Strategy #746
Corn/Wheat/Soybean Seasonal Trade
Entry Logic
- Exact Entry Trigger: Enter long agricultural futures (e.g., ZC, ZW, ZS) during their typical seasonal strength periods. For example, go long corn in the spring and summer.
- Confirmation: The price action should confirm the seasonal tendency, with the futures trading above their 50-day moving average.
- Timeframe: Daily chart.
- Location Context: Not applicable.
- Market Condition: A market that is influenced by seasonal patterns.
Exit Logic
- Profit Targets: A fixed target based on the historical seasonal pattern.
- Scaling Out: Not recommended.
- Trailing Stop: Trail the stop loss below the 50-day moving average.
- Signal Failure Exit: Exit if the price breaks below the 50-day moving average.
- Opposite Signal Exit: Not applicable.
- Time Expiration: Exit the trade at the end of the seasonal window.
- Momentum Loss: Not applicable.
Stop Loss Structure
- Hard Stop: A fixed stop based on a percentage of the contract value.
- Soft Stop: Not used.
- Max Dollar Loss: Varies by contract.
- Max Percent Loss: 2% of account capital.
- Structural Stop: Not applicable.
Risk Management Framework
- Risk Per Trade: 1% of account capital.
- Maximum Daily Loss Limit: Not applicable.
- Maximum Weekly Loss Limit: Not applicable.
- Maximum Drawdown: 15% from peak equity.
- R:R Requirement: Minimum 2:1 risk-reward ratio.
Position Sizing Model
- Sizing Approach: Fixed contract size.
- Volatility Adjustment: Not applicable.
- Conviction Sizing: Not applicable.
- Scaling In: Not recommended.
- Scaling Out: Not recommended.
Trade Filtering
- Market Conditions to Avoid: A market that is not following its typical seasonal pattern.
- Specific Setups Required: A clear seasonal tendency with confirming price action.
- Instruments: ZC (Corn futures), ZW (Wheat futures), ZS (Soybean futures).
- Time Restrictions: Trade only during the specific seasonal windows for each commodity.
- Chop/News Avoidance: Be aware of major weather events or government reports that could disrupt the seasonal pattern.
Context Framework
- Trend Direction: Trade in the direction of the seasonal trend.
- VWAP Relationship: Not applicable.
- MA Relationship: The price should be above the 50-day moving average for long trades.
- Range Location: Not applicable.
- Higher TF Alignment: Not applicable.
Trade Management Rules
- Breakeven: Not applicable.
- Scale Out: Not applicable.
- Add Size: Not recommended.
- Fast vs Slow Moves: This is a slow-moving strategy. Be patient.
Time Rules
- Optimal Trading Window: The specific seasonal window for each commodity.
- Times to Avoid: Outside of the seasonal window.
- Session Notes: This strategy can be traded in any session.
Setup Classification
- A+ Setup: A strong seasonal tendency with confirming price action and favorable weather conditions.
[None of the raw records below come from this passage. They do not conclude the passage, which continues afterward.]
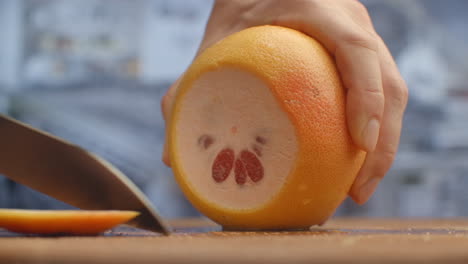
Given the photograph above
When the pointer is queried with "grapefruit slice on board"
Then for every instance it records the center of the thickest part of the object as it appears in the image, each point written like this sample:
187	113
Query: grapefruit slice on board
258	136
78	222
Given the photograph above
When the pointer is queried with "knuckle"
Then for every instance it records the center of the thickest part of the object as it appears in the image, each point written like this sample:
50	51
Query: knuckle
385	158
399	92
359	8
362	39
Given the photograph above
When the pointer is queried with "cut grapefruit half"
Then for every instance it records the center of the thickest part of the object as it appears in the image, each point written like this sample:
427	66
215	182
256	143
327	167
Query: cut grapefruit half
258	136
48	222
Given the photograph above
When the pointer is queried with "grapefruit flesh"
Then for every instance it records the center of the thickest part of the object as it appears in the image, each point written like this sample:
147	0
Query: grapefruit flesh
78	222
258	136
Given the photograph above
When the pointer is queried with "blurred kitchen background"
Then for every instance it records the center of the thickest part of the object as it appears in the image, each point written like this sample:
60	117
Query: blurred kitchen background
93	72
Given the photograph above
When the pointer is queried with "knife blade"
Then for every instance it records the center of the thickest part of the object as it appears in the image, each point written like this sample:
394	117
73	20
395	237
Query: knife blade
70	174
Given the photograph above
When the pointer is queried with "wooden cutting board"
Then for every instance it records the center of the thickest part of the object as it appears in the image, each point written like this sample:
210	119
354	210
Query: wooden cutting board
200	241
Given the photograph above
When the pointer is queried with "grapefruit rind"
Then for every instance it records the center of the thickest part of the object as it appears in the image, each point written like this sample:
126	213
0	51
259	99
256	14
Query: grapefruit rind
77	222
304	80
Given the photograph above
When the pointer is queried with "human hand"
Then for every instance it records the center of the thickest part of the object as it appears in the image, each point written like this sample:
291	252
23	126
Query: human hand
376	93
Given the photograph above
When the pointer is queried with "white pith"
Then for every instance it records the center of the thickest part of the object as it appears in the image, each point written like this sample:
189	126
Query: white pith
234	107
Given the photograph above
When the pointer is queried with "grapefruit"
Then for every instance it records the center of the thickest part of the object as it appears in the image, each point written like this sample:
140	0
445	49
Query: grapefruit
78	222
258	136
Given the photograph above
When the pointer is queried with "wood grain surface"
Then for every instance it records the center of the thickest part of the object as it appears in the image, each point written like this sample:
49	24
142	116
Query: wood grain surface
200	241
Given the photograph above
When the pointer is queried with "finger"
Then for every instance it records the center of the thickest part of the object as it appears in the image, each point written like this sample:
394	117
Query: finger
377	163
356	53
- A Setup: A good seasonal tendency with confirming price action.
- B Setup: A weak seasonal tendency or conflicting price action.
- C Setup: Avoid. No clear seasonal pattern.
Market Selection Criteria
- Instruments: ZC, ZW, ZS.
- Volume/Liquidity: High volume and liquidity are essential.
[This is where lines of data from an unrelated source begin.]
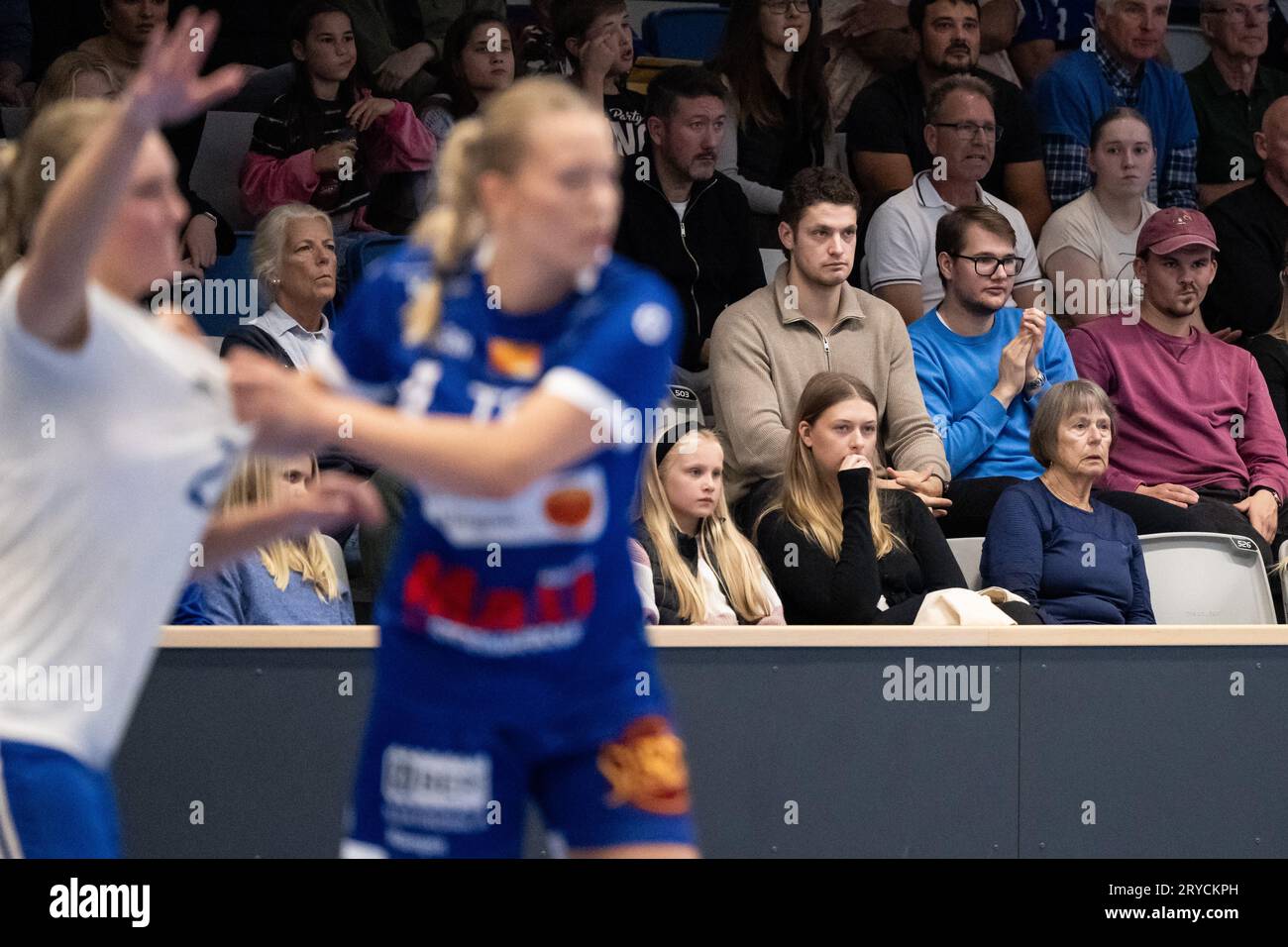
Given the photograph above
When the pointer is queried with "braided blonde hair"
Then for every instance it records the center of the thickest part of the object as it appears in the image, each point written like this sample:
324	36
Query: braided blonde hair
493	140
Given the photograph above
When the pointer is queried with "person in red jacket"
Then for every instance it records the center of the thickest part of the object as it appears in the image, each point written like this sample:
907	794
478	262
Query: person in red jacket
1199	446
327	141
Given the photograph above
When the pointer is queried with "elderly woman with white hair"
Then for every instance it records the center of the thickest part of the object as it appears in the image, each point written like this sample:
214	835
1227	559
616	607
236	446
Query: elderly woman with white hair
294	261
1051	540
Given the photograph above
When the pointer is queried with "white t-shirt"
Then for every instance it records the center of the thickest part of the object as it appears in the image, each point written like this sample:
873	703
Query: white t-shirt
901	243
1083	226
112	455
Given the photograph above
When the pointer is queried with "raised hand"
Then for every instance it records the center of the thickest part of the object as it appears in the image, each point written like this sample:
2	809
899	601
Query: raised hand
368	111
168	88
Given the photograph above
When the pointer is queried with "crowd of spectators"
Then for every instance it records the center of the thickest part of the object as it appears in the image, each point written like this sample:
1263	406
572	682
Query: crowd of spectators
995	308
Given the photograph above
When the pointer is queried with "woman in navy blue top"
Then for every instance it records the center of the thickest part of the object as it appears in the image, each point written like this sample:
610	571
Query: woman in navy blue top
1076	561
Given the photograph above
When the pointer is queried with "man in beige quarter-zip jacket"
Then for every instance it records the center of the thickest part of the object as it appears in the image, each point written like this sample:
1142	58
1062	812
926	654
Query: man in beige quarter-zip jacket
767	346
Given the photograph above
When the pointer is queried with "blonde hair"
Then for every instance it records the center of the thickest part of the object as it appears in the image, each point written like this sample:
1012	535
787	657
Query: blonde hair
59	81
42	157
809	499
266	252
493	140
254	483
719	540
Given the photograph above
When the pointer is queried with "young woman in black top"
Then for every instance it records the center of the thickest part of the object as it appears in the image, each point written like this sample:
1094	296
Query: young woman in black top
772	58
840	551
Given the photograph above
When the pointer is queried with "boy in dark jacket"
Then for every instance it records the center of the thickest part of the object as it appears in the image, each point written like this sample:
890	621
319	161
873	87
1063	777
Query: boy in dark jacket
683	218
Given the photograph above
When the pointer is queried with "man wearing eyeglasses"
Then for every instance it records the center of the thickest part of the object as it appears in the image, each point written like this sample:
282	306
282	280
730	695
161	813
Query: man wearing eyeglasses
1231	93
884	129
983	367
1120	71
900	248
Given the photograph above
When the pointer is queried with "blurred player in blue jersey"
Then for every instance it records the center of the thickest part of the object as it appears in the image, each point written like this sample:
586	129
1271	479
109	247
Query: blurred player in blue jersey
519	352
117	436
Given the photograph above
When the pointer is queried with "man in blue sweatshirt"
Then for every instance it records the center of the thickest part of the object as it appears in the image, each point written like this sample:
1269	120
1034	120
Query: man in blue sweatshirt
983	367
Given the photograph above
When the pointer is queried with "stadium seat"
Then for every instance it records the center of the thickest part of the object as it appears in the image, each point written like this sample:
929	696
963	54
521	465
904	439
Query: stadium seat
362	253
771	260
967	551
1207	579
218	165
236	265
13	121
686	33
336	554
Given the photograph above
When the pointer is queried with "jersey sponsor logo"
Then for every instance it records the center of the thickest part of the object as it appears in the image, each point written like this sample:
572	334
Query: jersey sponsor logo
567	506
433	789
514	360
645	768
416	777
449	602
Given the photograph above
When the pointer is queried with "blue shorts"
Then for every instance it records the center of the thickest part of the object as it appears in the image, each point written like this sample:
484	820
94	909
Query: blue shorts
441	781
52	805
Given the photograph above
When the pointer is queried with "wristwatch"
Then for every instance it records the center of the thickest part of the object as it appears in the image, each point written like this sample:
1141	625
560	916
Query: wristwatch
1273	492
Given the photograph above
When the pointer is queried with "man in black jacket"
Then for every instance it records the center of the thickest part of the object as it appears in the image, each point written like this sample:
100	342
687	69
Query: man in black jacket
687	221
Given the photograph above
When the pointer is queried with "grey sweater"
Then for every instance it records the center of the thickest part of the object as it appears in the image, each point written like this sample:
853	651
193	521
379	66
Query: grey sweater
761	356
243	592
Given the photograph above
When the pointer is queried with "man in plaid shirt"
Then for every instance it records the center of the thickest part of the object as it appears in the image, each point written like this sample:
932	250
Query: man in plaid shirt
1120	69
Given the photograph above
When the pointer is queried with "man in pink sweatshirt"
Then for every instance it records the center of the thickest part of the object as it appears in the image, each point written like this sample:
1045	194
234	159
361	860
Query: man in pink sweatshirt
1199	446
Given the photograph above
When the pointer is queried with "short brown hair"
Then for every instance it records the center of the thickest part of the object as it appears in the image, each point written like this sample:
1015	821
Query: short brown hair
572	18
815	185
1056	406
951	231
938	93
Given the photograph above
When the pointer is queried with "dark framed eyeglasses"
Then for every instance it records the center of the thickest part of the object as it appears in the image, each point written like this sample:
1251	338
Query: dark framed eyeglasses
987	265
966	131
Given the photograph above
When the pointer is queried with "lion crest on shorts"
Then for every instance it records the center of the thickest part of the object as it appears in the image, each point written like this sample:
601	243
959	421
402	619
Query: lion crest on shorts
645	768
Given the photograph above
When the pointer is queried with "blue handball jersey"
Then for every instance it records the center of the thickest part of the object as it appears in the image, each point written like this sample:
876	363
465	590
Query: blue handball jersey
523	602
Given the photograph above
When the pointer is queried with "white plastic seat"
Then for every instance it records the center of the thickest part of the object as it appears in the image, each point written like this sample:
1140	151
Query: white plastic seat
1207	579
969	551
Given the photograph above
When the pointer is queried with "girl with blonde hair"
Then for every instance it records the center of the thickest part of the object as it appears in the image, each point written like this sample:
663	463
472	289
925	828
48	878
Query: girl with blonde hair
117	433
840	549
692	566
287	581
513	342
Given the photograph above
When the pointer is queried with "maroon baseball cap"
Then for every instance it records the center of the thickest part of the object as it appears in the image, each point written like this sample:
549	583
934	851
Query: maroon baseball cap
1170	230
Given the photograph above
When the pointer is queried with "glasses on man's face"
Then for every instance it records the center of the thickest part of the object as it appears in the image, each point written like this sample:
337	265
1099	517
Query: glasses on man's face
987	265
1239	12
780	7
966	131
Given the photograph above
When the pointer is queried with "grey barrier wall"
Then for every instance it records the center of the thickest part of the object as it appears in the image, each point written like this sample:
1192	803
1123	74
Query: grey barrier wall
1160	751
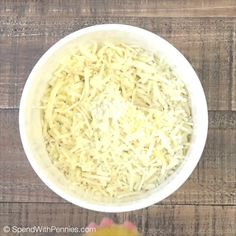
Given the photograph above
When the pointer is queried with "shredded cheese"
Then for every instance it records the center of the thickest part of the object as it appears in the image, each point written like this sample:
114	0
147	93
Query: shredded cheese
116	120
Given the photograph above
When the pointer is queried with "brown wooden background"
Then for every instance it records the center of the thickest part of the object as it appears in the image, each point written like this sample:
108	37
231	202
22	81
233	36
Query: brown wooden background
204	31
- Volatility: Moderate volatility is preferred.
Statistical Edge Metrics
- Win Rate: 60-70%.
- Avg Win: 2.5R.
- Avg Loss: 1R.
- Profit Factor: 1.75.
- Expectancy: 0.75R per trade.
Failure Conditions
- When Strategy Fails: When a major event, such as a drought or a trade war, disrupts the typical seasonal pattern.
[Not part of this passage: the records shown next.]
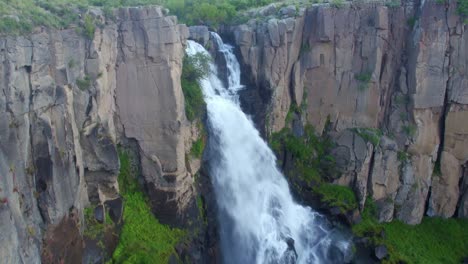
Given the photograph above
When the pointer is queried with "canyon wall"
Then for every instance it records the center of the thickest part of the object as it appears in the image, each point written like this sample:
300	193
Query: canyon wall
397	72
68	102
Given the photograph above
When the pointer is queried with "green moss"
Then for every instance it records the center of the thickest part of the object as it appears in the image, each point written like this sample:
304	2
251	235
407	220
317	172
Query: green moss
197	147
21	16
410	130
364	77
84	84
393	3
88	27
403	156
143	239
337	196
435	240
337	3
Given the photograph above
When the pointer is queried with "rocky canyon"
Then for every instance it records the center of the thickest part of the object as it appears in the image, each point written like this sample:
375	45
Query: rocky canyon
385	83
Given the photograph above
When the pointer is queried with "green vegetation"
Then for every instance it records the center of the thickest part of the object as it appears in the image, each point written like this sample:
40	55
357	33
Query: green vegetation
21	16
143	239
198	146
372	135
337	3
435	240
410	130
85	83
89	27
95	230
194	69
305	48
403	156
393	4
310	152
364	78
314	166
411	22
337	196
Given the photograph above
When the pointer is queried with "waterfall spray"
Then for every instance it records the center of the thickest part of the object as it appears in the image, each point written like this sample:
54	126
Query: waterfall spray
259	220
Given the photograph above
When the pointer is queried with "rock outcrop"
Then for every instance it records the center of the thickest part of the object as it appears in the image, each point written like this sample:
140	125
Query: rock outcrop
68	101
401	70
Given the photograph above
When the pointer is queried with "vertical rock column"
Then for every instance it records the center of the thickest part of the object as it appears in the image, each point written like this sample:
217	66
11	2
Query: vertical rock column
151	104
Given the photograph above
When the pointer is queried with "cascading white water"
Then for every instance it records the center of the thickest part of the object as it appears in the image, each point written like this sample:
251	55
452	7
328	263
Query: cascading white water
258	218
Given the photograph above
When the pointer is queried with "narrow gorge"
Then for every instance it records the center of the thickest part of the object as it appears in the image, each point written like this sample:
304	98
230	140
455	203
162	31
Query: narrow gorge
129	137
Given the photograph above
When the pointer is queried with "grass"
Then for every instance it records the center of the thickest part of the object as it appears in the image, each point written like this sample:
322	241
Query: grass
197	147
21	16
84	84
337	3
337	196
89	28
435	240
410	130
143	239
403	156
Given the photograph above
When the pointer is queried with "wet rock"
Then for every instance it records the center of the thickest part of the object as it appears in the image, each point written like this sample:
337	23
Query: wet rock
200	34
115	208
288	11
381	252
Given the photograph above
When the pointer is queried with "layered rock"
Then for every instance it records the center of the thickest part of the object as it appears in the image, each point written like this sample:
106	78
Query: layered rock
151	105
68	101
360	66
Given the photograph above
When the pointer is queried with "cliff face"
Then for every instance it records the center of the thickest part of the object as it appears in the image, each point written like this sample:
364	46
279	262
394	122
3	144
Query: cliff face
401	70
68	101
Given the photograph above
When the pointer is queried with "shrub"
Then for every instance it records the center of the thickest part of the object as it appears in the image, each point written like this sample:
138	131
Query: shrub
410	130
143	239
312	160
403	156
197	147
393	4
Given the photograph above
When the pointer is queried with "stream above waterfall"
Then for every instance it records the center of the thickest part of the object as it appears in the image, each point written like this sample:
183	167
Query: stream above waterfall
259	220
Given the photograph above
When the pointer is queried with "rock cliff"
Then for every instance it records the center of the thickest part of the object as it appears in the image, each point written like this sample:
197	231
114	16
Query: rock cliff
67	101
399	71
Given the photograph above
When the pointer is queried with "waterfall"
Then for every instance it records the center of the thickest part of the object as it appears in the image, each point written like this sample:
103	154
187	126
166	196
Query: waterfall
259	220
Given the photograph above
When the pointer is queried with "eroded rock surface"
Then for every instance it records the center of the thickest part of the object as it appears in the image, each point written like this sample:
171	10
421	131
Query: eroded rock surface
362	67
67	102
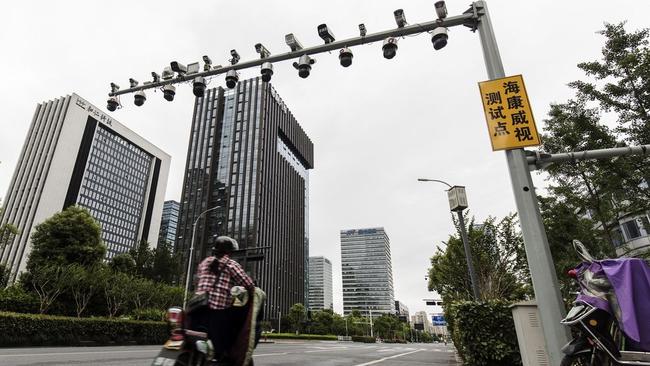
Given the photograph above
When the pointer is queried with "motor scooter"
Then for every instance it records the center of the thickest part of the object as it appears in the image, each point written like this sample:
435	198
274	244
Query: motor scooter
608	318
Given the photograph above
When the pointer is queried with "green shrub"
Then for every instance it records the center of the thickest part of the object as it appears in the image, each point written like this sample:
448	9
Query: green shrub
314	337
484	333
151	314
16	299
363	339
46	330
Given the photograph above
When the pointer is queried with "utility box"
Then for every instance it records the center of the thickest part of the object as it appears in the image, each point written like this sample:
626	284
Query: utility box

- Specific Scenarios to Avoid: Trading this strategy when there are known factors that could negatively impact the seasonal tendency.
Psychological Rules
- Mental Discipline: Have a good understanding of the fundamentals of the agricultural markets. Do not trade based on emotion.
Advanced Components
- Regime Detection: Not applicable.
- Filters: Monitor weather forecasts and government reports.
- Correlation: This strategy is based on the correlation between price and seasonal patterns.
- MTF Alignment: Not applicable.
Location
- Where Strongest: When the market is following its typical seasonal pattern.
- Where Weakest: When there are major disruptions to the supply and demand fundamentals.